Re: [PATCH 1/2] sched/uclamp: Add a new sysctl to control RT default boost value

From: Patrick Bellasi <patrick.bellasi@matbug.net>
To: Qais Yousef <qais.yousef@arm.com>
Cc: Vincent Guittot <vincent.guittot@linaro.org>,
	Mel Gorman <mgorman@suse.de>,
	Dietmar Eggemann <dietmar.eggemann@arm.com>,
	Peter Zijlstra <peterz@infradead.org>,
	Ingo Molnar <mingo@redhat.com>,
	Randy Dunlap <rdunlap@infradead.org>,
	Jonathan Corbet <corbet@lwn.net>,
	Juri Lelli <juri.lelli@redhat.com>,
	Steven Rostedt <rostedt@goodmis.org>,
	Ben Segall <bsegall@google.com>,
	Luis Chamberlain <mcgrof@kernel.org>,
	Kees Cook <keescook@chromium.org>,
	Iurii Zaikin <yzaikin@google.com>,
	Quentin Perret <qperret@google.com>,
	Valentin Schneider <valentin.schneider@arm.com>,
	Pavan Kondeti <pkondeti@codeaurora.org>,
	linux-doc@vger.kernel.org,
	linux-kernel <linux-kernel@vger.kernel.org>,
	linux-fs <linux-fsdevel@vger.kernel.org>
Subject: Re: [PATCH 1/2] sched/uclamp: Add a new sysctl to control RT default boost value
Date: Fri, 05 Jun 2020 15:27:58 +0200	[thread overview]
Message-ID: <871rmt1w2p.derkling@matbug.net> (raw)
In-Reply-To: <20200605113204.srskjrunz2ezkcuj@e107158-lin.cambridge.arm.com>

On Fri, Jun 05, 2020 at 13:32:04 +0200, Qais Yousef <qais.yousef@arm.com> wrote...

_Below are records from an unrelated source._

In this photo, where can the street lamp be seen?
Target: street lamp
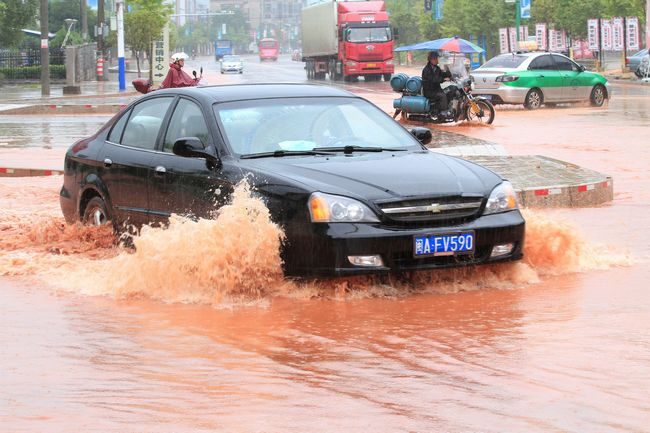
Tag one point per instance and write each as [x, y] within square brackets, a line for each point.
[70, 23]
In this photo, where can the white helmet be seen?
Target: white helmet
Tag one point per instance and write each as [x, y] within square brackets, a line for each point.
[179, 56]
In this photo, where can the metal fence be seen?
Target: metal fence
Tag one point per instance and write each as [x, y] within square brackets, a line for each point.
[25, 63]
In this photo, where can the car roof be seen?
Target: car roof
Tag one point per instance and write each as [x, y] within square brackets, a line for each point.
[240, 92]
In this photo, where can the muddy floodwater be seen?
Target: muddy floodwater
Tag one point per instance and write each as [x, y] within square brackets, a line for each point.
[189, 333]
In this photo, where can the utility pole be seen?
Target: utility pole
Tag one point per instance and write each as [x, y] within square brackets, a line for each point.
[100, 28]
[45, 51]
[517, 21]
[84, 20]
[647, 23]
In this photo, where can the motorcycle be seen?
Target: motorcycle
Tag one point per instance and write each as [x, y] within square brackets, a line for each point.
[462, 105]
[144, 85]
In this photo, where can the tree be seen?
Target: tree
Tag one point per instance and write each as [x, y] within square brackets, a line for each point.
[14, 16]
[60, 10]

> On 06/05/20 09:55, Patrick Bellasi wrote:
>> On Wed, Jun 03, 2020 at 18:52:00 +0200, Qais Yousef <qais.yousef@arm.com> wrote...

[...]

>> > diff --git a/kernel/sched/core.c b/kernel/sched/core.c
>> > index 0464569f26a7..9f48090eb926 100644
>> > --- a/kernel/sched/core.c
>> > +++ b/kernel/sched/core.c
>> > @@ -1063,10 +1063,12 @@ static inline void uclamp_rq_dec_id(struct rq *rq, struct task_struct *p,
>> >          * e.g. due to future modification, warn and fixup the expected value.
>> >          */
>> >         SCHED_WARN_ON(bucket->value > rq_clamp);
>> > +#if 0
>> >         if (bucket->value >= rq_clamp) {
>> >                 bkt_clamp = uclamp_rq_max_value(rq, clamp_id, uc_se->value);
>> >                 WRITE_ONCE(uc_rq->value, bkt_clamp);
>> >         }
>> > +#endif
>> 
>> Yep, that's likely where we have most of the overhead at dequeue time,
>> sine _sometimes_ we need to update the cpu's clamp value.
>> 
>> However, while running perf sched pipe, I expect:
>>  - all tasks to have the same clamp value
>>  - all CPUs to have _always_ at least one RUNNABLE task
>> 
>> Given these two conditions above, if the CPU is never "CFS idle" (i.e.
>> without RUNNABLE CFS tasks), the code above should never be triggered.
>> More on that later...
>
> So the cost is only incurred by idle cpus is what you're saying.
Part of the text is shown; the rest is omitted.